しかしながら、「脱石油系材料」を構成成分として有する共重合ポリエステル樹脂と、「石油系材料」を構成成分として有する共重合ポリエステル樹脂とにつき、それらの構成成分が異なるからとの理由で、両者を材料として区別することはできない。すなわち、本願明細書中において、「脱石油系材料」とされていると認められるコハク酸、ブタンジオールなどは、段落【0015】に記載される方法以外の他の方法でも製造され得るものであって、そのような他の方法で製造された化合物を原料とする共重合ポリエステル樹脂と、本願発明の共重合ポリエステル樹脂との違いが明確でないから、請求項1において、「脱石油系材料を構成成分として有する共重合ポリエステル樹脂」及び「前記共重合ポリエステル樹脂は、(a)ジカルボン酸、(b)ジオールおよび/またはヒドロキシカルボン酸を構成成分として有するものであって、(a)ジカルボン酸、(b)ジオールおよび/またはヒドロキシカルボン酸の少なくとも一つが、脱石油系材料であり」との特定事項によって当該共重合ポリエステル樹脂がどのように特定されるのか明確でない。
なお、平成25年2月1日に提出された意見書(2頁下から15行?2頁末行)における「…(略)…補正後の請求項1では、『脱石油系材料を構成成分として有する共重合ポリエステル樹脂』とは、『(a)ジカルボン酸、(b)ジオールおよび/またはヒドロキシカルボン酸の少なくとも一つに脱石油系材料を用いて重合することにより得られた共重合ポリエステル樹脂である』というプロセス的に限定されたものであることが明確になったと考えます。つまり、カバー用組成物に使用する共重合ポリエステル樹脂が、大気中の二酸化炭素量の増加を抑制することができ、地球温暖化の防止に寄与するものに限定されることが明確になったと考えます。…(略)…」との主張ついては、「脱石油系材料」を構成成分として有する共重合ポリエステル樹脂と、「石油系材料」を構成成分として有する共重合ポリエステル樹脂とについて、それらの構成成分が異なるからとの理由で、両者を材料として区別することができないのは上述したとおりである。
オ まとめ
以上のとおり、特許請求の範囲の記載は明確でないから、本願は、特許法第36条第6項第2号に規定する要件を満たしていない

4 進歩性について
(1)引用刊行物及び引用発明
当審拒絶理由に引用された、本願の出願前に頒布された刊行物である特開2006-247224号公報(以下「引用例」という。

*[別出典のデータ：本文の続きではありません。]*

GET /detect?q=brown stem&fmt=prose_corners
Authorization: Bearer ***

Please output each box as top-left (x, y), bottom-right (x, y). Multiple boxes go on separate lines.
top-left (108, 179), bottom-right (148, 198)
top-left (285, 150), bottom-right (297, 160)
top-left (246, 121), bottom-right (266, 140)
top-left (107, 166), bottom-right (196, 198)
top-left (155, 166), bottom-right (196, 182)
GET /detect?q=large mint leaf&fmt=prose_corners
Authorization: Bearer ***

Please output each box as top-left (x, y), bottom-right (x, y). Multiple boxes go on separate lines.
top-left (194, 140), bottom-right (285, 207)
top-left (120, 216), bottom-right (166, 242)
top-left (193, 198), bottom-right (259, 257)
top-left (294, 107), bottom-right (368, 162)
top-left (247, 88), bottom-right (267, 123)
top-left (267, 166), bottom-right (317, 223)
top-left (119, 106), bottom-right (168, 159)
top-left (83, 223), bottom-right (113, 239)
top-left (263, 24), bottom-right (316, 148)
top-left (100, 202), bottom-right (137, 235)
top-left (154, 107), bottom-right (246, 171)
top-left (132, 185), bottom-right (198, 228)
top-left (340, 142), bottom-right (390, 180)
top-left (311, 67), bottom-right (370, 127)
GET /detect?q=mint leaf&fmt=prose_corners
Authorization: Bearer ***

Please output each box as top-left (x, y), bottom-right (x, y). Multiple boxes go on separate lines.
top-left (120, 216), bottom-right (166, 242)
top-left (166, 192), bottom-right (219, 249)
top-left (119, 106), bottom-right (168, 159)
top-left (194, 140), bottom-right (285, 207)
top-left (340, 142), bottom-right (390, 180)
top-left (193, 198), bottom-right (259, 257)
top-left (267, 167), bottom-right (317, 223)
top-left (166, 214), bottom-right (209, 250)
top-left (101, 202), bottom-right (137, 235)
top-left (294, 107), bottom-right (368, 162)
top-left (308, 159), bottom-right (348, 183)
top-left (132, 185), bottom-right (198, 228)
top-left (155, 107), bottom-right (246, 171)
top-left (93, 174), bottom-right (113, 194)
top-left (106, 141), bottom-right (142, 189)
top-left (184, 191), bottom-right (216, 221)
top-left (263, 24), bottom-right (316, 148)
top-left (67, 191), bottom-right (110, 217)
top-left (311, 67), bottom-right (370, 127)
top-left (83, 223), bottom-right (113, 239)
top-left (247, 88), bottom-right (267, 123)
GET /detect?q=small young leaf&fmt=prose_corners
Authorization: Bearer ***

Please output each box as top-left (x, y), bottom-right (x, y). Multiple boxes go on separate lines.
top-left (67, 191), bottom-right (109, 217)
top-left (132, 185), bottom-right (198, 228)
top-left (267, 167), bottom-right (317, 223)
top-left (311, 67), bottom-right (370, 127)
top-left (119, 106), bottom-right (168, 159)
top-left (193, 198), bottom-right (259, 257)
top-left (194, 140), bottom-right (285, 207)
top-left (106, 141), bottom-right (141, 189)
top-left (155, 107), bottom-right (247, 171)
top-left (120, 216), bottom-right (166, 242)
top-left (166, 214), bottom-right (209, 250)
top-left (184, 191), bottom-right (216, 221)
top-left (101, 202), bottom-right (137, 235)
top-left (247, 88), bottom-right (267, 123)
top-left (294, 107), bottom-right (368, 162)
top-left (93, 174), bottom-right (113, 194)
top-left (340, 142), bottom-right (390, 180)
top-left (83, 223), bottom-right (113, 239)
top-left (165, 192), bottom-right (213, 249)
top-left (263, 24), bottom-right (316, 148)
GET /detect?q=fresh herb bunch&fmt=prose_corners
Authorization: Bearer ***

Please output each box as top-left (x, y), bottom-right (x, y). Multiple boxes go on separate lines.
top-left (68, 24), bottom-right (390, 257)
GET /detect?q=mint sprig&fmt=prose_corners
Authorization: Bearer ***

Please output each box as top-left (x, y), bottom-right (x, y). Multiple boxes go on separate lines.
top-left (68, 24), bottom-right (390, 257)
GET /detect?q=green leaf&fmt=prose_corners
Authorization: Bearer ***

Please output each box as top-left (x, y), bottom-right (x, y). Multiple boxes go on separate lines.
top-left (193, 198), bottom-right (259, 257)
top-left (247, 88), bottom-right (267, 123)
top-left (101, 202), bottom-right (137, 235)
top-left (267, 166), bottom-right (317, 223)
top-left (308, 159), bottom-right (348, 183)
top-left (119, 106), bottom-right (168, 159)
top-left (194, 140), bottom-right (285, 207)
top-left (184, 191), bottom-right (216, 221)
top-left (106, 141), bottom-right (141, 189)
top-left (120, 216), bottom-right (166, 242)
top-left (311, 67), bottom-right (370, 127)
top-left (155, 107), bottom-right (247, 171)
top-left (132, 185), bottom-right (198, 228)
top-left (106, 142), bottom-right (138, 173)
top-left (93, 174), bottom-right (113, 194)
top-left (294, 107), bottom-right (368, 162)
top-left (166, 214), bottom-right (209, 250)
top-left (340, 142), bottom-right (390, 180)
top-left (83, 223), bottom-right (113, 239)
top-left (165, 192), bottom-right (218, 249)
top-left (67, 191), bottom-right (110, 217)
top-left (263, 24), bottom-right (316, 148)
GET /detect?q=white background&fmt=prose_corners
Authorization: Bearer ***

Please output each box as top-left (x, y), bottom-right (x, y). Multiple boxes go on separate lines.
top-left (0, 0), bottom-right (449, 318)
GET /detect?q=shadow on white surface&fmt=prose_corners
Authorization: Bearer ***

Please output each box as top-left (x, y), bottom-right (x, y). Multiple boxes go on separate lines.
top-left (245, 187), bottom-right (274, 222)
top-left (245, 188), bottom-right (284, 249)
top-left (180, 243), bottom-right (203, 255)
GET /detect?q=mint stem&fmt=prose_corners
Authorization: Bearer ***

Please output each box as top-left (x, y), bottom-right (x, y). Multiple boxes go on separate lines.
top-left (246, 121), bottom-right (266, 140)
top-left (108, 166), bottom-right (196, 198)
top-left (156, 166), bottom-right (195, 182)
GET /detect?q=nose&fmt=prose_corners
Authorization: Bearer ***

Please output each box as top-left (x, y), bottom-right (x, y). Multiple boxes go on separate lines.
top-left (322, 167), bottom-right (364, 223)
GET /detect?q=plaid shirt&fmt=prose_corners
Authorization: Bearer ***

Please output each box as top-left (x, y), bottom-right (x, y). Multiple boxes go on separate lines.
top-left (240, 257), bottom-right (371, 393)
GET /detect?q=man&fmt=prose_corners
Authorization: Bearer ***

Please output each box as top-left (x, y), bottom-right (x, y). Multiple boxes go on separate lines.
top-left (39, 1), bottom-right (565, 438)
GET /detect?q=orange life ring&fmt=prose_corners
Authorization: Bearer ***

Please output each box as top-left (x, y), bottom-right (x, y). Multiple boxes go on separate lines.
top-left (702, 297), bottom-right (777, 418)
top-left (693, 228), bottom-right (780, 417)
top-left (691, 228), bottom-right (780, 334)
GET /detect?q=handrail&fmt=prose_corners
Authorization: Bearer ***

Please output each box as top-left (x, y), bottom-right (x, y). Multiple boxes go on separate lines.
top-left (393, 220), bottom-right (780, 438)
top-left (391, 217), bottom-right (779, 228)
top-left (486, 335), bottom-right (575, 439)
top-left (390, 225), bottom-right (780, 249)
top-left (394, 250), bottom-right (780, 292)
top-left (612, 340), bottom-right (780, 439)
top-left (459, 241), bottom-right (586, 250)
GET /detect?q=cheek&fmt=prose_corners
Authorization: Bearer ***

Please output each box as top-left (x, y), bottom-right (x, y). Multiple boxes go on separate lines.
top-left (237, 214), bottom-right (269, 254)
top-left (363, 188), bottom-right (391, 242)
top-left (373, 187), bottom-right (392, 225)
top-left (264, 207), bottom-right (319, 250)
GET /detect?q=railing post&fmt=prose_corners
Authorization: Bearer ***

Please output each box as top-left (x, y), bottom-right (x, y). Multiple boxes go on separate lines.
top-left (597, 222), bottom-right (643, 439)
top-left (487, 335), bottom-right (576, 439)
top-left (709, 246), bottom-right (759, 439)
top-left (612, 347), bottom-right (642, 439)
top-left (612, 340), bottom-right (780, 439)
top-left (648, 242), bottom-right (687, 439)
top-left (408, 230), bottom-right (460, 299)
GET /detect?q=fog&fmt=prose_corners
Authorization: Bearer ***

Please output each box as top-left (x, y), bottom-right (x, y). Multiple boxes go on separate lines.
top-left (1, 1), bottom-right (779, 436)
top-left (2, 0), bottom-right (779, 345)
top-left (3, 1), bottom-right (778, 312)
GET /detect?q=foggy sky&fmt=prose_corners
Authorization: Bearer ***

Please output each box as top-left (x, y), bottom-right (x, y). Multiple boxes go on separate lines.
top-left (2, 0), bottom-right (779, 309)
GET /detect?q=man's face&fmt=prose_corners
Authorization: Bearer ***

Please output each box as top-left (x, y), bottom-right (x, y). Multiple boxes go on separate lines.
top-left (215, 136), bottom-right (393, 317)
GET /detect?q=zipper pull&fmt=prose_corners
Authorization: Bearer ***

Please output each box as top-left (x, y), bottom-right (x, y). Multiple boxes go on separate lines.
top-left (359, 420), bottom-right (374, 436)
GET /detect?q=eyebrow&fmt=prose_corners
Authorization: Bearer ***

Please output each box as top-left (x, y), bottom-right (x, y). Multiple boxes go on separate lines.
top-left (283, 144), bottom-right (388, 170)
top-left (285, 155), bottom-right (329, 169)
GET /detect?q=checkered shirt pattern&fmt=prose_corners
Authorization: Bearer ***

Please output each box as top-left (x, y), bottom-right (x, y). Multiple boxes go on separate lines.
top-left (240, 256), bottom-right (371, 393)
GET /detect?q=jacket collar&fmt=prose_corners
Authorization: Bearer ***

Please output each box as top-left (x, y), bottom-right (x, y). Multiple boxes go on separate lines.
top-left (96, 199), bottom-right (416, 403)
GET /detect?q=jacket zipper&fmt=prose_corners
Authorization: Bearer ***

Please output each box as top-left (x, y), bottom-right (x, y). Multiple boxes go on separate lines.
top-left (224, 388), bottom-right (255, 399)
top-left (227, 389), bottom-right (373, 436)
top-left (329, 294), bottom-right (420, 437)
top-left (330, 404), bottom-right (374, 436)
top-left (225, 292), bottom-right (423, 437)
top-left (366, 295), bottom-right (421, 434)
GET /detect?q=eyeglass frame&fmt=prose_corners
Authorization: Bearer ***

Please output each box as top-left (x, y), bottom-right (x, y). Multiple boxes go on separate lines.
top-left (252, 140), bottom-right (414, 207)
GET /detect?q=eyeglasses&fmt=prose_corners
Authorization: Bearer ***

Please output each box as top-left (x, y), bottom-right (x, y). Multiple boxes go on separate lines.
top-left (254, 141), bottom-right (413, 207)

)には、次の事項が記載されている。

ア 「【0009】
以下、本発明につき更に詳しく説明する。
本発明のゴルフボールは、ワンピースゴルフボール、又はコアとコアを被覆する1層又は複数層のカバーとを具備してなるゴルフボールにおいて、ワンピースゴルフボールの構成部材、或いは、コアとコアを被覆する1層又は複数層のカバーとを具備してなるゴルフボールの構成部材のうち、少なくとも一つの部材が生分解性材料にて形成されたゴルフボールである。このように本発明のゴルフボールを構成することにより、自然界に放置された場合であっても、自然環境への負荷を低減し得るゴルフボールが実現される。
なお、本発明において「生分解性材料」とは、生分解性化合物の1種又は2種以上を含む材料を意味する。また、「生分解性化合物」とは、土中・堆肥またはコンポスト中、微生物によりその少なくとも一部が分解される化合物を意味する。
【0010】
上記生分解性化合物としては、特に限定されるものではないが、例えばポリ乳酸、酢酸セルロース、カプロラクトン-ブチレンサクシレート、ポリブチレンアジペートテレフタレート、ポリブチレンサクシネート、ポリブチレンサクシネートアジペート変性物、ポリカプロラクトン、ポリブチレンサクシネートカーボネート変性物、ポリエチレンテレフタレートサクシネート、ポリエチレンサクシネート、ポリエチレンオキサレート、ポリヒドロキシブチレート、ポリグリコール酸、ポリブチレンオキサレート、ポリネオペンチルグリコールオキサレート、ポリヒドロキシ酪酸、β-ヒドロキシ酪酸・β-ヒドロキシ吉草酸コポリマー、乳酸変性体(乳酸-多価アルコール-多塩基酸共重合体など)、澱粉系樹脂(澱粉脂肪酸エステル、澱粉ポリエステルなど)、酸変性ポリビニルアルコール等といった、エステル基を含有する生分解性化合物;
ポリグルタミン酸、ポリカプロラクタム、ポリエチレングリコール、ポリプロピレングリコール、多糖類(澱粉、キチン、キトサン、セルロースなど)、ポリビニルアルコール等といった、エステル基を含有しない生分解性化合物;
を挙げることができる。これらは1種を単独で、又は2種以上を併用することができる。」
イ 「【0014】
本発明における上記生分解性材料には、生分解性に加え、成形加工性、並びに表面光沢性、反発弾性といったゴルフボール特性を両立させる観点から、熱可塑性樹脂、熱可塑性弾性体及び/又は熱硬化性樹脂を配合すること(即ち、熱可塑性樹脂、熱可塑性弾性体、及び熱硬化性樹脂よりなる群から選択された1種又は2種以上を、上記生分解性材料中に配合すること)ができる。
【0015】…(略)…
【0016】
また、上記熱硬化性樹脂としては、ポリ尿素、熱硬化性ポリウレタン、エポキシ樹脂、ポリフェノール、ポリシリコン、ユレア・メラミン樹脂、不飽和ポリエステル、ジアリルフタレ-ト樹脂等といった熱硬化性樹脂を挙げることができる。」
ウ 「【0029】
〔実施例3〕
生分解性材料をカバー材のみに使用したツーピースゴルフボールの作製
表1に示す素材を用い、まず、コアをプレス成形にて作成し、実施例1の射出成形条件で、カバー材を上記コアにオーバーモールドし、ツーピースゴルフボールを作製した。
得られたゴルフボールの生分解性、反発弾性を評価した。結果を表1に併記した。」

エ 上記アないしウから、引用例には、次の発明(以下「引用発明」という。)が記載されていると認められる。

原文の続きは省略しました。